- Born: 28 May 1949 (age 76) Norway
- Occupation: Unemployed
- Criminal status: Incarceration pending
- Spouse: Gerrit Løberg
- Criminal charge: Fraud
- Penalty: Sentenced to 14 months in prison, fined 1 million NOK

= Liv Løberg =

Norwegian politician

Liv Løberg (born 28 May 1949; former names Liv Else Lindeløf and Liv Ranes-Kendall) is a Norwegian practical nurse, a former politician for the Progress Party. Her name came to mass media attention in Norway in June 2010 when it was revealed that she had forged her CV, this being accentuated by the fact that she was an office manager working at the Norwegian Registration Authority for Health Personnel (SAFH). On 24 April 2012, she was convicted of fraud and sentenced to 14 months in prison.

==Education==
Løberg dropped out of high school and has completed one year of practical nurse (hjelpepleier) education at Aker Hospital in Norway in 1969.
===False degrees===
She also claimed to be a registered nurse (sykepleier) and have degrees from the "London School of Economics and Public Administration" (a misunderstanding of the name of the London School of Economics and Political Science) and Queen Mary College and a Siviløkonom (Candidate of Commerce) degree from Norges Handelshøyskole (Norwegian School of Commerce).

==Work==
From 1994 to 1998 Løberg was the welfare office manager of the borough St. Hanshaugen-Ullevål. She was chief of staff at the Norwegian Meteorological Institute from 1998 to 2000, and head of the economics department at Oslo Orthopedic University Clinic, before becoming division director at Ullevål University Hospital's Laboratory Technical Division. In 2004 she became special advisor, before getting hired as office chief at Norwegian School of Veterinary Science. She was office chief at the Institute for Production Animal Medicine in 2007–2008.
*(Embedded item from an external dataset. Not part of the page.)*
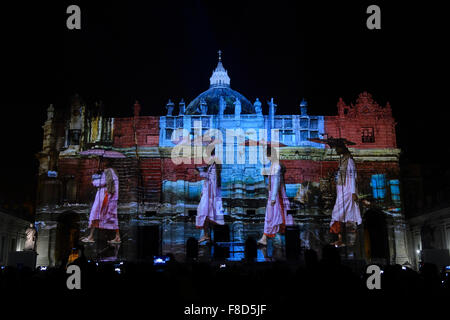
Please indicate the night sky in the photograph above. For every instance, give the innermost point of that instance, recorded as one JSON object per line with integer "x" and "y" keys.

In June 2010 Løberg stepped down as an office manager at SAFH after it was revealed she had forged two English and one Norwegian certificates. Norwegian newspaper Verdens Gang had revealed the case in June 2010, and Løberg withdrew immediately.

==Politics==
Løberg served as a deputy representative to the Parliament of Norway for the constituency Akershus during the terms 2001–2005 and 2009–2013. She was also member of Vestby municipal council and Akershus county council for the Progress Party and vice head of Akershus Progress Party until 4 July 2010. She was the party's mayoral candidate in Vestby in 2007.

==Criminal conviction==
The trial of Løberg for fraud and falsifying documents started on 10 April 2012. Her testimony stated that a co-worker had access to her personnel file and started investigating her educational background, and later turned over [the falsified] documentation of educational achievement to a journalist at Verdens Gang. On 24 April 2012, Liv Løberg was convicted by Oslo District Court for fraud and for falsifying documents, and sentenced to 14 months in prison, of which nine must be served. She was also sentenced to pay one million NOK.

==Family==
She is married to Gerrit Løberg, Chief of Security (sikkerhetssjef) at the Parliament of Norway.